Göçmenler de artık Avrupa'dan kaçıyor
İnsan kaçakçılarına büyük paralar vererek Avrupa’ya giden binlerce göçmen, şimdi memleketine dönebilmek için Uluslararası Göçmen Örgütü’nün vereceği bilet parasına muhtaç. Ekonomik kriz ve ırkçı örgütlerin düşmanca tavrı, göçmenler için Yunanistan’ı yaşanmaz hale getirmiş. 2009’dan beri 18 binden fazla göçmen dönmek için başvurdu.

Binlerce kilometre aşarak geldikleri Avrupa’da göçmenleri büyük hayal kırıklıkları bekliyor. Yunanistan’a ulaşmak için kaçakçılara önemli miktarda para ödeyen göçmenler, ekonomik ve sosyal krizin pençesindeki ülkede, ne barınabiliyor ne de iş bulabiliyor. Avrupa’ya ‘kapak atıp’ yeni bir hayat kurma hayaliyle ölüm yollarından geçenler, şimdilerde pişman halde ülkelerine dönmek istiyor. Ancak çoğunun dönüş için bile parası yok. Bazı göçmenler Atina’da birkaç ay daha kalarak şansını sürdürmek için izin belgesi kuyruğunda. Bazıları ise artık umutlarını yitirmiş ve 180 ülkede göçmenlerin dönmesine yardım eden Uluslararası Göç Örgütü’nün (IOM) vereceği bilet parası için sıra bekliyor.

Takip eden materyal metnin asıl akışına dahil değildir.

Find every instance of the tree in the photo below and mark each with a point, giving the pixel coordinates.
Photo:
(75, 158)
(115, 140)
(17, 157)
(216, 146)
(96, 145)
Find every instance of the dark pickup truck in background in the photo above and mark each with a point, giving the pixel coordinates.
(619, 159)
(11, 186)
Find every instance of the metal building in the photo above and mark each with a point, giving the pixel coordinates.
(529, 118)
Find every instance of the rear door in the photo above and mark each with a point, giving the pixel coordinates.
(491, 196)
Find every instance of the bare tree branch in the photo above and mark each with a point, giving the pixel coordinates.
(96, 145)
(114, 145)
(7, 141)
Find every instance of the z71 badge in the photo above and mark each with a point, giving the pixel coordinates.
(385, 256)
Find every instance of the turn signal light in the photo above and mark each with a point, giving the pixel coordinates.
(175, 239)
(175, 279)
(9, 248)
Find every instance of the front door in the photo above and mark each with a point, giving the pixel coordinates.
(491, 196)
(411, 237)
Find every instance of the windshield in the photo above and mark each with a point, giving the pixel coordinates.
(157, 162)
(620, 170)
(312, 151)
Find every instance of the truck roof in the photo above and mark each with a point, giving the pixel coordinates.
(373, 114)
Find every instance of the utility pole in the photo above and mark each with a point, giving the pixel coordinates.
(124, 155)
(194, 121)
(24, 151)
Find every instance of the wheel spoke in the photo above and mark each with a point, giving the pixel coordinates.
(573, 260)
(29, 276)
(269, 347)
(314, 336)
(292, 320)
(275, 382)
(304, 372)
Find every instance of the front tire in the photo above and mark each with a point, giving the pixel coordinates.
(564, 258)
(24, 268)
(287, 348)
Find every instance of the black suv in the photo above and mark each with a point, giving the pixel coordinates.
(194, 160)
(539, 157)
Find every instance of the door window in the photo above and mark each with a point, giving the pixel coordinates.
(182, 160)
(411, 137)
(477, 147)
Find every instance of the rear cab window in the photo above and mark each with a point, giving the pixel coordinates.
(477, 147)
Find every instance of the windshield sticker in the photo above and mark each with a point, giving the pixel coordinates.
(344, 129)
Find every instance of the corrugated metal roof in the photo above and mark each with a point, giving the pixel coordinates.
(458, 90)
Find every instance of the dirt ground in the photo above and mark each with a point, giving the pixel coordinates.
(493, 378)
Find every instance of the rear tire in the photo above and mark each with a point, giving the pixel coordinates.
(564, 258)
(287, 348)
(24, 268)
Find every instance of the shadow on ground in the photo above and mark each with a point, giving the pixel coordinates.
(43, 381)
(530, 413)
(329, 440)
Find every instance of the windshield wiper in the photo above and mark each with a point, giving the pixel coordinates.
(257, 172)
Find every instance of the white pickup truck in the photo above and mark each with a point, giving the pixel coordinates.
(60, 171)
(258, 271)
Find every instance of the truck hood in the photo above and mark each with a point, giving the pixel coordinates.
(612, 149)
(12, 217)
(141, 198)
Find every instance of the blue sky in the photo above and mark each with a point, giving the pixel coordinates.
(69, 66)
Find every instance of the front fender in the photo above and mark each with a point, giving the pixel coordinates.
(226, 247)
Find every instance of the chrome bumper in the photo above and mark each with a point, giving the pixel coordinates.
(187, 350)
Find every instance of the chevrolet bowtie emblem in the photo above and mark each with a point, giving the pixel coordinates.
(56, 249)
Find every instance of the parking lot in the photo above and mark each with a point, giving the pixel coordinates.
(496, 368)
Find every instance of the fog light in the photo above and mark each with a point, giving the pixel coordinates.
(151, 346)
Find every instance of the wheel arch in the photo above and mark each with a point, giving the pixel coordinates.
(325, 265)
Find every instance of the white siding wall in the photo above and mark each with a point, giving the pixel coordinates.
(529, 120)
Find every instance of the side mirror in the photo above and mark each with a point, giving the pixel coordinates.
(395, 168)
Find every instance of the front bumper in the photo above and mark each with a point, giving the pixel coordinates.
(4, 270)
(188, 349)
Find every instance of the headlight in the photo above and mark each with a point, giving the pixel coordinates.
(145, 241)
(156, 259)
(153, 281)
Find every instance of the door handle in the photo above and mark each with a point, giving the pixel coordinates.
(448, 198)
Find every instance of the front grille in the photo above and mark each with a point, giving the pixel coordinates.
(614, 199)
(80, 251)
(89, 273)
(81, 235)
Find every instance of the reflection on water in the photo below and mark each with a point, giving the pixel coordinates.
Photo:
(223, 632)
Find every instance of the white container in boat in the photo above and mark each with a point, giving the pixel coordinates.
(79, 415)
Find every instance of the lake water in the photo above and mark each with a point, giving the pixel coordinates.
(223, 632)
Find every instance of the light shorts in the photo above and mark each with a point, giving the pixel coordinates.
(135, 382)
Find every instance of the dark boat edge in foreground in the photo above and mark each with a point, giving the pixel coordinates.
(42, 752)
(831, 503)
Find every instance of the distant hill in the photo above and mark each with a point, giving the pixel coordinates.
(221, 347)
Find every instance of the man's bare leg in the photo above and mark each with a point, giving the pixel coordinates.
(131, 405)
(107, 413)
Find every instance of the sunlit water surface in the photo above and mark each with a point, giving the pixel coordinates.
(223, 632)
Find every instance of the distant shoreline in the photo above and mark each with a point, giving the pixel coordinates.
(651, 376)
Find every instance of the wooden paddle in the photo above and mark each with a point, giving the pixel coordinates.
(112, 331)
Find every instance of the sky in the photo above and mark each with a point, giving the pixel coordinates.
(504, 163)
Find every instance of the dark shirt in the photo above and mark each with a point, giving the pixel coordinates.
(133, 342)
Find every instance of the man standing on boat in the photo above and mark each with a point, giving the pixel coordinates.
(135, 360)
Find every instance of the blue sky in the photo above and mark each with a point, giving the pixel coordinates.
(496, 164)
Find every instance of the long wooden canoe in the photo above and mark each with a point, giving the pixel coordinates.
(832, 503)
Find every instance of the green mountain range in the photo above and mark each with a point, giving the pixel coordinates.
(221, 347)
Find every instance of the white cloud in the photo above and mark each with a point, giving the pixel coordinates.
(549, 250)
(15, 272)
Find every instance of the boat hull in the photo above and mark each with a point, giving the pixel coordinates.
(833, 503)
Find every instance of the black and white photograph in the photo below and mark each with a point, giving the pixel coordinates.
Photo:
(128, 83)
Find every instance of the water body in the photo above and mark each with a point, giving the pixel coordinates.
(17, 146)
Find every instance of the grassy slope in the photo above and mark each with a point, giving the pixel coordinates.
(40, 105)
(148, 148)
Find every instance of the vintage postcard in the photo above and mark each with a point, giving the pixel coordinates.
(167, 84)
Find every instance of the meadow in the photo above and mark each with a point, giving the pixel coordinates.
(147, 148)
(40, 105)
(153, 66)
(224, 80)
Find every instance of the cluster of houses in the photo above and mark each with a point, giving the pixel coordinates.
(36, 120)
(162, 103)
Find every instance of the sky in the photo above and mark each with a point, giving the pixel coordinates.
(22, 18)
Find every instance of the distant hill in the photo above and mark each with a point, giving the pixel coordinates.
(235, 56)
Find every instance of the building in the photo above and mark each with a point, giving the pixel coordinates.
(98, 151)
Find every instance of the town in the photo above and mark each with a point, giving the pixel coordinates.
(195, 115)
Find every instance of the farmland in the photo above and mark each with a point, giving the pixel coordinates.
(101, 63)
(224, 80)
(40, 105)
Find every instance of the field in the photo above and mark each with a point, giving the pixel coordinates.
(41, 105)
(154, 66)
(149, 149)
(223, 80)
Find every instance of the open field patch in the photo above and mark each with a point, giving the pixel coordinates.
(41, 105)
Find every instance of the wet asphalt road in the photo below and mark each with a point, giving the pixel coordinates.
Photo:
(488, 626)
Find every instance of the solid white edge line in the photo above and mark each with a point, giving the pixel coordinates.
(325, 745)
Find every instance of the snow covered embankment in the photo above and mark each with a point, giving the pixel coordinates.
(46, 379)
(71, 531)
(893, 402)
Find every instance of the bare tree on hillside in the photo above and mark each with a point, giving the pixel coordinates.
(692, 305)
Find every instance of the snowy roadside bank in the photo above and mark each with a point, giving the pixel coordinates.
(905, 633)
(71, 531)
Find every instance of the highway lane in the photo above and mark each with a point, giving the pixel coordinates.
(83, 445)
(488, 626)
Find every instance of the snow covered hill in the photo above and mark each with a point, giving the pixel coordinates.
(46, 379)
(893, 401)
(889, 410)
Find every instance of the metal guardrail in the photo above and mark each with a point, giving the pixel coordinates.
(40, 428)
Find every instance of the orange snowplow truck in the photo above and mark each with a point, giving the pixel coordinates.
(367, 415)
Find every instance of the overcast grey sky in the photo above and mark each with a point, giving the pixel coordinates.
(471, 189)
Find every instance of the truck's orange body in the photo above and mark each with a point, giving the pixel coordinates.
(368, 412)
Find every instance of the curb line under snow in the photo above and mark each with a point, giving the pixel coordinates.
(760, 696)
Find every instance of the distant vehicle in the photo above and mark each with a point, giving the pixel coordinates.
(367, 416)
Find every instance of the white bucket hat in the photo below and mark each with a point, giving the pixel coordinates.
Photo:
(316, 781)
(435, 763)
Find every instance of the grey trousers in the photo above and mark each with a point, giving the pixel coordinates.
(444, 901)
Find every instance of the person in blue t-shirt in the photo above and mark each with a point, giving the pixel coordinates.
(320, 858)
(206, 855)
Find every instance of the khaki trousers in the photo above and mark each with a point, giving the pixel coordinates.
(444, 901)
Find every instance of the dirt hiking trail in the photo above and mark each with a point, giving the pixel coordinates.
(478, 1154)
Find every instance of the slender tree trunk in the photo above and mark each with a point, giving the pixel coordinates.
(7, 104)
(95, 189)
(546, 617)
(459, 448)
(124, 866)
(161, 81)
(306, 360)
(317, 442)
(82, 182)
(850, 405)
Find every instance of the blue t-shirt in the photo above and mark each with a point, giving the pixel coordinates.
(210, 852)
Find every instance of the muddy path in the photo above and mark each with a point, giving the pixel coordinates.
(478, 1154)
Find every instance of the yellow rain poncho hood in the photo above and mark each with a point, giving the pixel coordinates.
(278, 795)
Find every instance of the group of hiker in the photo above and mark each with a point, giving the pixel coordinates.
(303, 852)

Yunanistan’da son 3-4 senedir yaşanan ekonomik kriz ve ırkçı Altın Şafak örgütünün göçmenlere yönelik düşmanca tavrı mülteciler için hayatı daha da çekilmez hale getirmiş. 2009’dan beri 18 bin 183 göçmen kendi isteğiyle ülkesine dönme başvurusu yapmış. Güvenlik soruşturmaları sonuçlanan ve ülkelerinin kabul ettiği 12 bin mülteci memleketlerine dönmüş.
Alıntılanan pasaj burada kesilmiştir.